Replication of Tadesse et al. (2019)
This project reproduces the study “Detection of Depression-Related Posts in Reddit Social Media Forum”. Using scraped Reddit data and a mixture of linguistic feature sets, the goal is to classify whether a post is depression‑related.
Overview
The original paper built models using Empath psycholinguistic features, n‑gram frequencies, and LDA topic distributions. My replication follows the same steps and compares results; differences are discussed in the accompanying PDF.
Workflow
- Data preprocessing: raw posts were scraped from r/depression, r/breastcancer and other subreddits; text cleaned by removing usernames, punctuation and stopwords.
- Feature extraction: extracted unigram/ bigram counts, Empath category scores, and LDA topic vectors.
- Feature analysis: generated word clouds, correlation tables and TSNE plots to inspect the feature spaces.
- Model training: trained SVM and random forest classifiers; evaluated with accuracy, F1, precision and recall.
- Testing: unit tests cover preprocessing, extraction and training functions to ensure reproducibility.
Repository structure
- data/ raw, preprocessed, and feature datasets.
- data_preprocessing/ scraping and cleaning scripts.
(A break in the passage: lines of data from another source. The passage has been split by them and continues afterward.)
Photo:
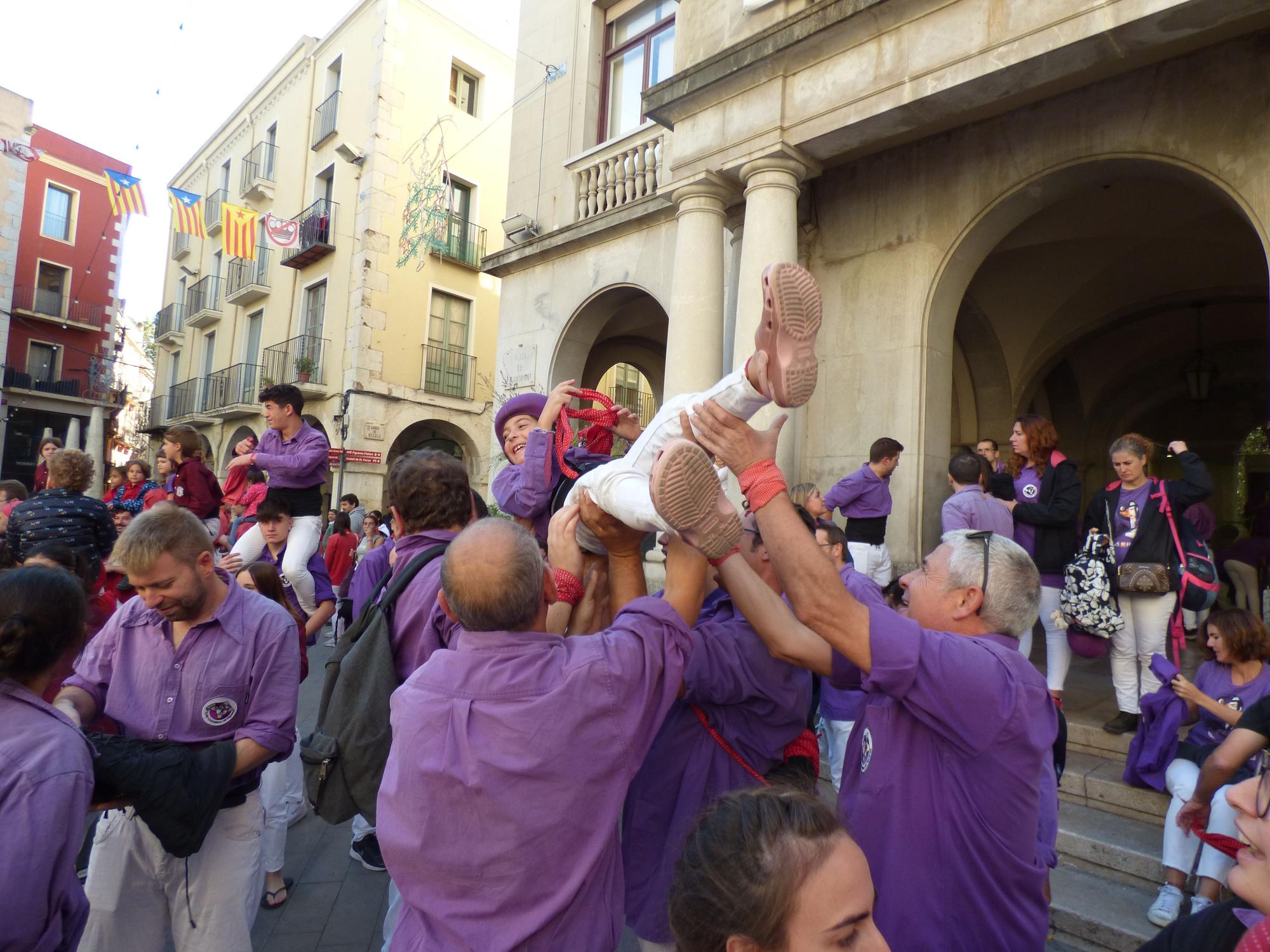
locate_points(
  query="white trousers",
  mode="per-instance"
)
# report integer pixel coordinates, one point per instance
(302, 545)
(873, 562)
(836, 737)
(1146, 628)
(137, 890)
(1180, 846)
(283, 798)
(620, 488)
(1059, 653)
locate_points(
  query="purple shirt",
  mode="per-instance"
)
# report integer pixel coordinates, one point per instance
(511, 758)
(1127, 519)
(299, 463)
(45, 790)
(862, 496)
(368, 574)
(323, 591)
(526, 491)
(236, 676)
(758, 704)
(971, 508)
(839, 704)
(948, 766)
(1215, 680)
(420, 628)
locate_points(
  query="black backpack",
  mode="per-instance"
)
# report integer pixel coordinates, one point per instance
(346, 755)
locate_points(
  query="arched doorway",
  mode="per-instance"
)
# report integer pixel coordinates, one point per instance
(1113, 295)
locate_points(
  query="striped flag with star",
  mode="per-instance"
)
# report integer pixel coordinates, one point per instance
(125, 194)
(239, 230)
(187, 213)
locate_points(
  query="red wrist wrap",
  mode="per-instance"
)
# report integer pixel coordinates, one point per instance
(761, 483)
(725, 558)
(568, 588)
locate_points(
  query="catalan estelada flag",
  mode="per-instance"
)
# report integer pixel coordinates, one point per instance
(125, 194)
(239, 234)
(187, 213)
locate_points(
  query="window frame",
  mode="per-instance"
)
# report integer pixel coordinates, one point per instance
(606, 60)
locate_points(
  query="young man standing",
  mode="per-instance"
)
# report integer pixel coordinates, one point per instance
(194, 659)
(295, 455)
(864, 498)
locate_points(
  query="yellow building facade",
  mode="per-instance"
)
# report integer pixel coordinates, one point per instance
(388, 143)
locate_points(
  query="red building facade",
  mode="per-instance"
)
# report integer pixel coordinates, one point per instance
(58, 373)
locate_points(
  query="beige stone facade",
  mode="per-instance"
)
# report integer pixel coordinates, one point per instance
(388, 140)
(1009, 206)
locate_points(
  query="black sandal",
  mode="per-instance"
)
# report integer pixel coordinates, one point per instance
(269, 896)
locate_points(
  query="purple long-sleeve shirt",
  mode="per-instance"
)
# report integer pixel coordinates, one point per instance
(971, 508)
(511, 758)
(420, 628)
(862, 496)
(45, 790)
(299, 463)
(368, 574)
(526, 491)
(236, 676)
(944, 765)
(758, 704)
(844, 704)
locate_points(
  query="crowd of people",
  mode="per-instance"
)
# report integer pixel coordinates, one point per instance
(571, 755)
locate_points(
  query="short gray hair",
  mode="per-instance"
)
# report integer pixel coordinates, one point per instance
(1013, 600)
(492, 577)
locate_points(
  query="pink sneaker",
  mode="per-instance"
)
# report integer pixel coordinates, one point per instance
(688, 494)
(787, 334)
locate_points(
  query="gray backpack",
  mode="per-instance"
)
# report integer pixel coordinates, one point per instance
(346, 755)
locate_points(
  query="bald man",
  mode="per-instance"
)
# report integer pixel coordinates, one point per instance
(525, 743)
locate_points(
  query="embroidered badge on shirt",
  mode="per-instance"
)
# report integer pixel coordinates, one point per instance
(220, 710)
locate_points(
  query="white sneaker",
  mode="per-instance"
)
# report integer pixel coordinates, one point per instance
(1168, 906)
(1200, 904)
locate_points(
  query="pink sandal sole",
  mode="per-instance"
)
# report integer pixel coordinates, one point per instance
(686, 493)
(788, 331)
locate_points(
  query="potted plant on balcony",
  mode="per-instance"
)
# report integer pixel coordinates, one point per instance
(305, 367)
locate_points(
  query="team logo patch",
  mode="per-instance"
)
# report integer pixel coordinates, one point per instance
(220, 710)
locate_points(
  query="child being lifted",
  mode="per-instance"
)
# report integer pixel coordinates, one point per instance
(783, 370)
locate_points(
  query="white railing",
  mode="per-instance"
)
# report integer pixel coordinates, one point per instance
(620, 172)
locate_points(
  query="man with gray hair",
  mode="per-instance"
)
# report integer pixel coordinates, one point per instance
(512, 752)
(951, 760)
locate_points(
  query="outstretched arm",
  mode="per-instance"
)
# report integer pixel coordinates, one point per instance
(820, 600)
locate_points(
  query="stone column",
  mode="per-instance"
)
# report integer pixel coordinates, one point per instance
(772, 229)
(694, 340)
(96, 447)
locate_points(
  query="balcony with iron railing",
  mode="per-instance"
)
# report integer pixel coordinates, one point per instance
(55, 307)
(326, 119)
(234, 392)
(449, 373)
(459, 241)
(171, 324)
(204, 303)
(297, 361)
(213, 210)
(248, 280)
(258, 168)
(93, 384)
(317, 235)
- feature_extraction/ implementations for n‑grams, Empath and LDA.
- feature_analysis/ visualization scripts (word clouds, TSNE, etc).
- model_training/ training and evaluation code.
- test/ pytest suites for each component.
Skills showcased
Key findings
- Above‑chance classification was achieved; Empath features performed best, consistent with the original study.
- N‑gram models provided a strong baseline, while LDA topics were weaker predictors.
- Reproduction highlighted how preprocessing choices and dataset updates can shift results.
- Automated tests and clear directory layout made the replication process reasonably smooth.
Model performance comparison
The table compares classification accuracy from Tadesse et al. (2019) with this replication. It focuses on SVM results for direct comparability, though AdaBoost and other models also performed strongly. Note: the original paper used LIWC2015 to categorize words into psycholinguistic categories, while this replication used Empath as a comparable alternative.
| Feature set | Original accuracy | Replication accuracy |
|---|---|---|
| Empath | 0.74 | 0.6819 |
| Latent Dirichlet Allocation (LDA) | 0.72 | 0.7073 |
| Unigrams | 0.70 | 0.9255 |
| Bigrams | 0.80 | 0.6819 |
| Empath + LDA + Unigrams | 0.79 | 0.9188 |
| Empath + LDA + Bigrams | 0.90 | 0.9966 |
Feature visualizations highlight lexical differences:
Complete code, data and the replication report are available on GitHub.
References & dependencies
The original paper is:
M. M. Tadesse, H. Lin, B. Xu, and L. Yang, “Detection of Depression-Related Posts in Reddit Social Media Forum,” IEEE Access, vol. 7, pp. 44883–44893, 2019.
Key libraries used in the replication include nltk, scikit-learn, Empath, gensim, and pytest (plus ruff/mypy for linting).